7. The method of claim 1, wherein e) comprises at least one member selected from the group consisting of a scaling, an anisotropic scaling, a morphing operation, a shift, a rotation, a shearing, and a template scaling.

8. The method of claim 1, wherein e) comprises an image processing comprising at least one member selected from the group consisting of a smoothing, an interpolation, a contour closing, a contour vector extraction, and an active contour model.

9. The method of claim 1, further comprising detecting an instance of the semiconductor object within the cross-section image by a method comprising a member selected from the group consisting of a template matching, a thresholding, and a correlation technique.

10. The method of claim 1, further comprising at least one member selected from the group consisting of a registration, a distortion correction, a magnification adjustment, a computation of a depth map, a contrast enhancement, and a noise filtering of a cross-section image.

11. The method of claim 1, further comprising iteratively repeating b), c) and d).

12. The method of claim 1, further comprising annotating a cross-section image with pixel values according to the first and second contours.

13. The method of claim 12, further comprising training an object detector with the annotated cross-section image.

14. The method of claim 1, comprising determining a property of a second feature, wherein the property comprises at least a member of the group consisting of a diameter, an area, a center of gravity, a deviation of a shape, an eccentricity, and a distance.

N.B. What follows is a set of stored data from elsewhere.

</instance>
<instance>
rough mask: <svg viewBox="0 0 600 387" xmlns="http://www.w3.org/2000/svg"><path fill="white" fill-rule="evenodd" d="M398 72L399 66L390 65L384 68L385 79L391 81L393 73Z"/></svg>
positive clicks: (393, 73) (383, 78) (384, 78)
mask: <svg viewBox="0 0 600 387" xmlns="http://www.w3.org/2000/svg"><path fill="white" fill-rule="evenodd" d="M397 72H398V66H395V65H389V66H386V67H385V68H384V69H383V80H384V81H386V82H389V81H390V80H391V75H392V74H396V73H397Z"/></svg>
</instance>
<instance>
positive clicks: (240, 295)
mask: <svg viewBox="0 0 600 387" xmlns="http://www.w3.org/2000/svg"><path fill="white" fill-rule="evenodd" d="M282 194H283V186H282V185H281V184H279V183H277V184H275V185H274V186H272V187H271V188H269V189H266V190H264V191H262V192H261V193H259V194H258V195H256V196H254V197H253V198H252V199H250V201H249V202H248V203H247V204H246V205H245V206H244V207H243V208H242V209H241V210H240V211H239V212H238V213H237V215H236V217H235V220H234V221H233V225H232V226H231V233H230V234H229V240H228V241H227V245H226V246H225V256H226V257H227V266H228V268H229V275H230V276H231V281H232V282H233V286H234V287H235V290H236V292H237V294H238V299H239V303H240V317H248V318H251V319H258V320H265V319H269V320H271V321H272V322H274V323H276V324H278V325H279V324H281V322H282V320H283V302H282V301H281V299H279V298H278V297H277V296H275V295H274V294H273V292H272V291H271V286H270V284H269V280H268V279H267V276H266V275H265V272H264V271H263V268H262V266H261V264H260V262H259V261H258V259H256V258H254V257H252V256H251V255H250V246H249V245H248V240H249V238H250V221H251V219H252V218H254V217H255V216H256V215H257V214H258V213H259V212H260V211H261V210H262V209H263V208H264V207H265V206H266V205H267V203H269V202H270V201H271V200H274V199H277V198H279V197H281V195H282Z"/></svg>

15. One or more machine-readable hardware storage devices comprising instructions that re executable by one or more processing device to perform operations comprising the method of claim 1.

16. A system, comprising:

one or more processing devices; and

one or more machine-readable hardware storage devices comprising instructions that re executable by one or more processing device to perform operations comprising the method of claim 1.

17. The system of claim 16, further comprising a dual beam system.

18. The system of claim 17, further comprising:

an interface unit; and

a user interface configured to receive, display, send, or store information.

19. The system of claim 17, wherein:

the dual beam system comprises:

a focused ion beam system configured to generate a focused ion beam; and

a charged particle beam imaging system configured to generate a charged particle beam;

the focused ion beam system and charged particle beam imaging system are disposed at an angle so that during use, the focused ion beam and the charged particle beam define an intersection point.

20. The system of claim 17, wherein the system is a wafer inspection system.